Alla prima domanda si può dare una risposta “radicale”, quale quella che nel Sol Levante diedero un gruppo di (allora) giovani economisti giapponesi. Nei nostri obiettivi di medio termine, non prendere il Pil e solo il Pil come metro ma affiancarlo con indicatori di benessere e di qualità della vita. Negli ultimi cinque anni, il Cnel e l’Istat hanno lavorato insieme per costruire il Bes, indicativo composito di benessere equo e sostenibile. Un lavoro che è stato apprezzato a livello internazionale dalle stesse Nazioni Unite , il cui Segretariato ha affidato a due esperti di fama mondiale (uno è il nostro concittadino Enrico Giovannini) un rapporto (approvato dall’Assemblea Generale Onu) che, per molti aspetti, estende a livello mondiale i concetti alla base del Bes. Il rapporto Onu è stato presentato poche settimane fa al Parlamento. Non si tratta – si badi bene – di ipotizzare “una crescita felice” ma di attuare politiche concrete che salvaguardino gli equilibri di finanza pubblica contenendo le spese poco efficienti e poco efficaci ed esaltando quelle di alta qualità, il perimetro pubblico diventi uno strumento per il miglioramento della qualità della vita.

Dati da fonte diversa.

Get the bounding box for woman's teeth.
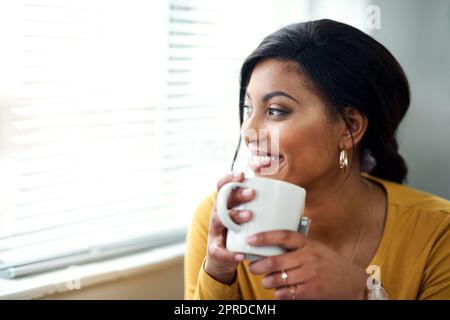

Ciò non vuole dire solamente un’accentuata enfasi sulla politica per la famiglia ed una maggiore attenzione all’ambiente, ma anche e soprattutto dare certezze a settori fragili come i giovani ed i pensionati ed  un rilancio degli investimenti. I primi – ricordiamolo non vogliono regalini come voucher per andare al cinema e sgravi sull’acquisto di mobilio – ma occupazione, che può essere offerto solo da imprese in ampliamento ed ammodernamento (quindi che investano).

Una riduzione del perimetro della spesa di parte corrente, come ampiamente documentato nel volume (in libreria da una settimana) di Francesco Forte Einaudi versus Keynes (IBL Libri, pp 340, € 20), lascia spazio per l’investimento pubblico (passato dal 3,5% del Pil negli Anni Ottanta a meno dell’1%) scegliendo con cura i singoli progetti. Il Piano Juncker sta offrendo un contributo. Occorre, però, una politica pubblica diretta alle piccole e medie imprese che faciliti l’ampliamento delle loro dimensione, la riduzione del loro indebitamento, il pronto pagamento dei loro crediti nei confronti delle pubbliche amministrazioni– premesse essenziali per la ripresa dei loro investimenti. Occorre riconoscere che, in questi campi, Governo e Parlamento hanno iniziato ad agire. Ma si è trattato di passi troppo timidi, a ragione forse di troppi condizionamenti. E’ necessario spronarli a fare di più e di meglio.